Néanmoins, il est encore temps de « s’attaquer à la plus grave des menaces économiques chinoises », affirment Daniel Silverberg et Elena McGovern, tous deux cadres supérieurs du cabinet de stratégie internationale Capstone, basé à New York, dans une tribune publiée mardi dans le Wall Street Journal.

Les deux experts ont présenté une série de recommandations qui, selon eux, « permettront d’établir de meilleurs partenariats pour assurer le développement des pays tout en renforçant la résilience de l’économie américaine » :

  • MODIFIER LA FAÇON DONT LA DFC TRAITE LES PRISES DE PARTICIPATION : « [DFC] est tenue de traiter les prises de participation comme une perte totale, un peu comme une subvention, au lieu de tenir compte du retour sur investissement escompté. Modifier ces exigences permettrait à l’agence de travailler avec des entreprises internationales transparentes, respectueuses de l’environnement et qui investissent dans la main d’œuvre locale« .
  • MISER SUR LE PARTENARIAT POUR L’INVESTISSEMENT MONDIAL : « Renforcer l’engagement de l’Amérique dans le PGII du Groupe des Sept, le véhicule par lequel M. Biden a lancé le corridor économique Inde-Moyen-Orient-Europe. Cette initiative consiste à rassembler des capitaux américains, étrangers et privés pour surclasser les intérêts chinois dans des secteurs vitaux pour l’Occident« .
  • POUSSER LA BANQUE MONDIALE À RIVALISER AVEC LA CHINE : « Étendre le seuil de risque de la Banque mondiale pour permettre des investissements plus importants dans les projets d’infrastructure nécessaires pour sécuriser les chaînes d’approvisionnement en minerais.

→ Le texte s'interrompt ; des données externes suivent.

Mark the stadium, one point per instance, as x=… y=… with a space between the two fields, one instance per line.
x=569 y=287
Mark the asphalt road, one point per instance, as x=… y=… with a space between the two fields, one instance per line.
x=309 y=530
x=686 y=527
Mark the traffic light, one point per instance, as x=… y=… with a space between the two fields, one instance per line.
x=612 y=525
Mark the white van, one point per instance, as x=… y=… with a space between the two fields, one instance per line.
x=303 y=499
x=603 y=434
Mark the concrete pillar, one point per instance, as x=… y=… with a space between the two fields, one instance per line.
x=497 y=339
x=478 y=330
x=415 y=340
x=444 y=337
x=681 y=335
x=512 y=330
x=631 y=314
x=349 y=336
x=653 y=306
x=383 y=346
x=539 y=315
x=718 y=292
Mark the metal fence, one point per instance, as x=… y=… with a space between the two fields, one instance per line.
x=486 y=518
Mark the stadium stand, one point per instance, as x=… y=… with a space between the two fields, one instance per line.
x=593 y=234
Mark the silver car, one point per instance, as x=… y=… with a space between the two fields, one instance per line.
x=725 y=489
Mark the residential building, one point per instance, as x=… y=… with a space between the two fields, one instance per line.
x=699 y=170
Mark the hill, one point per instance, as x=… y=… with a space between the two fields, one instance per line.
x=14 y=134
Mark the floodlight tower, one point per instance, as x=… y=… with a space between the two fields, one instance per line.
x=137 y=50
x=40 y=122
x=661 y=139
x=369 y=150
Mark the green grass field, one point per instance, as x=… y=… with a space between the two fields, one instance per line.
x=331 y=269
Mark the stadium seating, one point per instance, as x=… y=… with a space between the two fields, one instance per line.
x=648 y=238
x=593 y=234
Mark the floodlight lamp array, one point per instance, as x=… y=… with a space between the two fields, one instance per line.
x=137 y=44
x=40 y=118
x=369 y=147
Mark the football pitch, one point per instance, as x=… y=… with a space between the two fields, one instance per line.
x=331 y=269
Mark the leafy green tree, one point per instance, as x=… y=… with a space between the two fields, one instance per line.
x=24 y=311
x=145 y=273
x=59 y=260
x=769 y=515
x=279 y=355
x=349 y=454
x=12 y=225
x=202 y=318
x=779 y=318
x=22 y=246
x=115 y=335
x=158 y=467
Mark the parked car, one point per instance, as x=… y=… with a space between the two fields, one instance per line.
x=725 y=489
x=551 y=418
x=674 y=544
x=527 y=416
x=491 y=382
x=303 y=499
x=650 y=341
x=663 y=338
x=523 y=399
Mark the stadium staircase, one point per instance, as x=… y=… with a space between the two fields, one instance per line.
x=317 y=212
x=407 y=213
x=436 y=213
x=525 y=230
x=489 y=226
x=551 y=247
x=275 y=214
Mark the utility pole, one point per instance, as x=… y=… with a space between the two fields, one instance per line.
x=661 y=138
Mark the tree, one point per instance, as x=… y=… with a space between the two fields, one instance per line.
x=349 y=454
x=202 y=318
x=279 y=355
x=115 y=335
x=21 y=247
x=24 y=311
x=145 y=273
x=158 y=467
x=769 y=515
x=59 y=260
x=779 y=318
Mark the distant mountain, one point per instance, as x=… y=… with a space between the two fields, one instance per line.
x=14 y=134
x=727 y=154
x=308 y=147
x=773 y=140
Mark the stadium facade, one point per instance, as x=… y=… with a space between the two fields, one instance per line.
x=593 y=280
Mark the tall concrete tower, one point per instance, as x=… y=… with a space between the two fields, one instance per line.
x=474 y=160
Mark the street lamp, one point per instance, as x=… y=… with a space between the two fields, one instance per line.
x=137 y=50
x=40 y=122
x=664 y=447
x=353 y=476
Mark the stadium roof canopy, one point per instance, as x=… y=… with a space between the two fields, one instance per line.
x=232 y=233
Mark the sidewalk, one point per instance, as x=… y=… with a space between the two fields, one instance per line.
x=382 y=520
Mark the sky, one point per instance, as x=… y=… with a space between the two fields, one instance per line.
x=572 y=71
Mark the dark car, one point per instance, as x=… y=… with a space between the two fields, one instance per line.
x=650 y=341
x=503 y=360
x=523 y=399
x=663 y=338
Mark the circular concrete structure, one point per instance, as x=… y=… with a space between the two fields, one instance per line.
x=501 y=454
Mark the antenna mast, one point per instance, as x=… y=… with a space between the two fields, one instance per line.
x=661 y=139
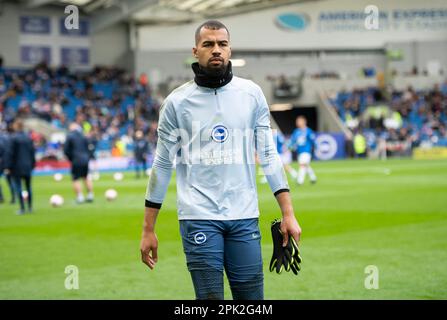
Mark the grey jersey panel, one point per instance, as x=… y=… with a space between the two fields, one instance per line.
x=212 y=136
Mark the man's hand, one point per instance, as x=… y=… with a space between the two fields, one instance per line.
x=289 y=225
x=148 y=248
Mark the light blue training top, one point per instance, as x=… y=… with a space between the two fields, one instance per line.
x=211 y=136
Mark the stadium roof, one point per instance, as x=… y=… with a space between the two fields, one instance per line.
x=108 y=12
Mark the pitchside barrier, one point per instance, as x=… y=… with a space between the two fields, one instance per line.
x=430 y=153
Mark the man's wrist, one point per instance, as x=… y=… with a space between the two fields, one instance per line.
x=288 y=213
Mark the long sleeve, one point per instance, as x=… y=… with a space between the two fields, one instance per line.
x=167 y=147
x=268 y=156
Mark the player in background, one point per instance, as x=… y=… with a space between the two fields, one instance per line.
x=302 y=141
x=77 y=151
x=284 y=153
x=20 y=164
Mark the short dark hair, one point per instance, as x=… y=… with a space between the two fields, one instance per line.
x=212 y=25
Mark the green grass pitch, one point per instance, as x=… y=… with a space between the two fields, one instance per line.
x=390 y=214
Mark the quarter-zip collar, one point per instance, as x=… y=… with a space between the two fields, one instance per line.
x=206 y=80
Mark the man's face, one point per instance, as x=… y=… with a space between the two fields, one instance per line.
x=213 y=49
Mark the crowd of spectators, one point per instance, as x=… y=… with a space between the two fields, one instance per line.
x=396 y=120
x=107 y=102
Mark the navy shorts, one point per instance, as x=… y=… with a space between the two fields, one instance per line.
x=233 y=245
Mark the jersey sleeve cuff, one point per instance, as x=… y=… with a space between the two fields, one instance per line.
x=150 y=204
x=280 y=191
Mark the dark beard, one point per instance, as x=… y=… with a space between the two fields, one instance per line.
x=212 y=77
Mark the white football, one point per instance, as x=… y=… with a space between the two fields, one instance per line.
x=111 y=194
x=56 y=200
x=95 y=176
x=118 y=176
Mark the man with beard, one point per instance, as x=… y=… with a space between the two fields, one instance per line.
x=211 y=126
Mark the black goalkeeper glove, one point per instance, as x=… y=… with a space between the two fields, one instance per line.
x=287 y=257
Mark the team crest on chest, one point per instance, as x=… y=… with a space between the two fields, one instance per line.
x=219 y=133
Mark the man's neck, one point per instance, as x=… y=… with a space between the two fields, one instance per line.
x=207 y=79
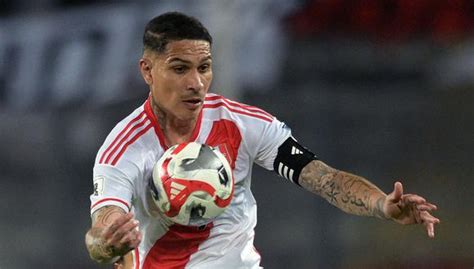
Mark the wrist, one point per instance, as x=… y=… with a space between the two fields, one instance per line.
x=99 y=251
x=378 y=207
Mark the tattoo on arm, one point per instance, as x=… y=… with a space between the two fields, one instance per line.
x=98 y=248
x=352 y=194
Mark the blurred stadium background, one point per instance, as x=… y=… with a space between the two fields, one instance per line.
x=382 y=88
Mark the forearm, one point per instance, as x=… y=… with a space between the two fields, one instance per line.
x=351 y=193
x=98 y=250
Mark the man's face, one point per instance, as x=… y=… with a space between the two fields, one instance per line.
x=179 y=78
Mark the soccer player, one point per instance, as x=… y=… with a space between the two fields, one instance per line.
x=177 y=66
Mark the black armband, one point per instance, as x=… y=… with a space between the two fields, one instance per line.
x=291 y=159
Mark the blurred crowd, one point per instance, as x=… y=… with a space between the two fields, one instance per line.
x=383 y=88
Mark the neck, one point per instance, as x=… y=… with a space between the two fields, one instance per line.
x=176 y=130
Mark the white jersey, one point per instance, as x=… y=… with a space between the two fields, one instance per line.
x=123 y=169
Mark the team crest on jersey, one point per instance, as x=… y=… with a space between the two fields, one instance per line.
x=98 y=185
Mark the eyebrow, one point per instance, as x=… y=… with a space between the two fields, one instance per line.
x=177 y=59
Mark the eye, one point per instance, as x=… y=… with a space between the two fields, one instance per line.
x=179 y=69
x=204 y=68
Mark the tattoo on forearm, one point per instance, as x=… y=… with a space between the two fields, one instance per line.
x=351 y=193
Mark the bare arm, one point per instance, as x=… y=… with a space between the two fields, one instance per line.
x=113 y=234
x=356 y=195
x=350 y=193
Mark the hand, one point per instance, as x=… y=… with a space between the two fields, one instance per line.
x=122 y=235
x=409 y=209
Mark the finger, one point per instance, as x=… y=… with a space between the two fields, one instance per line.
x=426 y=207
x=132 y=239
x=129 y=236
x=430 y=229
x=117 y=223
x=413 y=198
x=397 y=193
x=428 y=218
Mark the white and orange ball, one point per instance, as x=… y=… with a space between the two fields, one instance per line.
x=192 y=184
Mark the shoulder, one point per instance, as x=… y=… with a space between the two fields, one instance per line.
x=125 y=138
x=219 y=105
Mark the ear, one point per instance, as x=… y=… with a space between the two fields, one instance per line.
x=145 y=69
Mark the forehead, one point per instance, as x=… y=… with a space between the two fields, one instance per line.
x=187 y=49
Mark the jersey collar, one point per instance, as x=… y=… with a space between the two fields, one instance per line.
x=159 y=132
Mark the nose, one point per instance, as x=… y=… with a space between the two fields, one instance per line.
x=195 y=81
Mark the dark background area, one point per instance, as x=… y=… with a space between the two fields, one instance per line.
x=383 y=89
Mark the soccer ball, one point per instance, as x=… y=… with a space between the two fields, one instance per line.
x=192 y=184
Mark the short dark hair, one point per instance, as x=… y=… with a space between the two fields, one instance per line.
x=173 y=26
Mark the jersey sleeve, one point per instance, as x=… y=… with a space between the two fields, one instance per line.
x=113 y=185
x=268 y=141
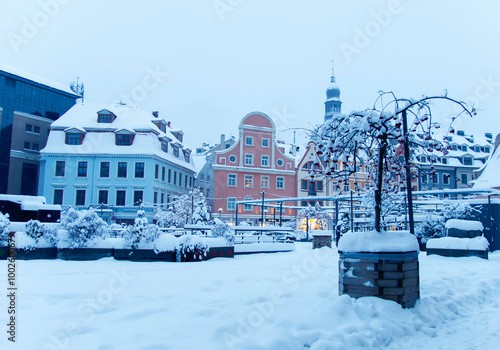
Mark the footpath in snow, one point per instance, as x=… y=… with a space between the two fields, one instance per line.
x=262 y=301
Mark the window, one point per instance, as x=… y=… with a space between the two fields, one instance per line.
x=82 y=169
x=446 y=179
x=264 y=161
x=60 y=167
x=264 y=181
x=247 y=207
x=304 y=185
x=103 y=196
x=467 y=161
x=280 y=182
x=138 y=196
x=74 y=138
x=139 y=170
x=231 y=203
x=164 y=146
x=80 y=197
x=104 y=118
x=104 y=172
x=248 y=159
x=122 y=169
x=120 y=197
x=248 y=181
x=231 y=180
x=435 y=179
x=58 y=196
x=248 y=140
x=124 y=139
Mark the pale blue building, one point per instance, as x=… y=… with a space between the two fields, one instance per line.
x=114 y=157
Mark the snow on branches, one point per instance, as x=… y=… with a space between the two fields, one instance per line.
x=376 y=137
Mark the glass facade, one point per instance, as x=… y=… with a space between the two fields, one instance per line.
x=20 y=94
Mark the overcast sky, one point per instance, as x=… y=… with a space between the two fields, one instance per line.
x=204 y=64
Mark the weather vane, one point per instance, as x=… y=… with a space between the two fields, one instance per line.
x=77 y=87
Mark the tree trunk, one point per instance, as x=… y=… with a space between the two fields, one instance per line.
x=378 y=190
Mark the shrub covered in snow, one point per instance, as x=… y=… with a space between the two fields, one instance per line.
x=82 y=227
x=141 y=235
x=431 y=227
x=221 y=229
x=4 y=229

La Banque mondiale adopte actuellement une approche très conservatrice en matière d’investissement dans des projets que la Chine serait heureuse de financer. »

Il convient de noter que Silverberg et McGovern considèrent le FMI et la Banque mondiale comme des extensions de la puissance américaine qui devraient être exploitées pour rivaliser avec la domination de la Chine dans le secteur mondial du financement du développement.

Cela confirme les soupçons de Pékin selon lesquels l’administration Biden utilise ce qui est ostensiblement une institution non partisane comme une arme dans la rivalité naissante entre grandes puissances.

POURQUOI C’EST IMPORTANT: Les auteurs ne reconnaissent pas la différence fondamentale entre les modèles de gouvernance américain et chinois, qui fait qu’il est presque impossible pour Washington de rivaliser avec Pékin dans ce secteur. La mobilisation de capitaux privés pour financer les infrastructures dans les pays les plus pauvres du monde prend beaucoup de temps, alors que le modèle chinois, guidé par l’État, s’est avéré beaucoup plus rapide dans la fourniture de financements.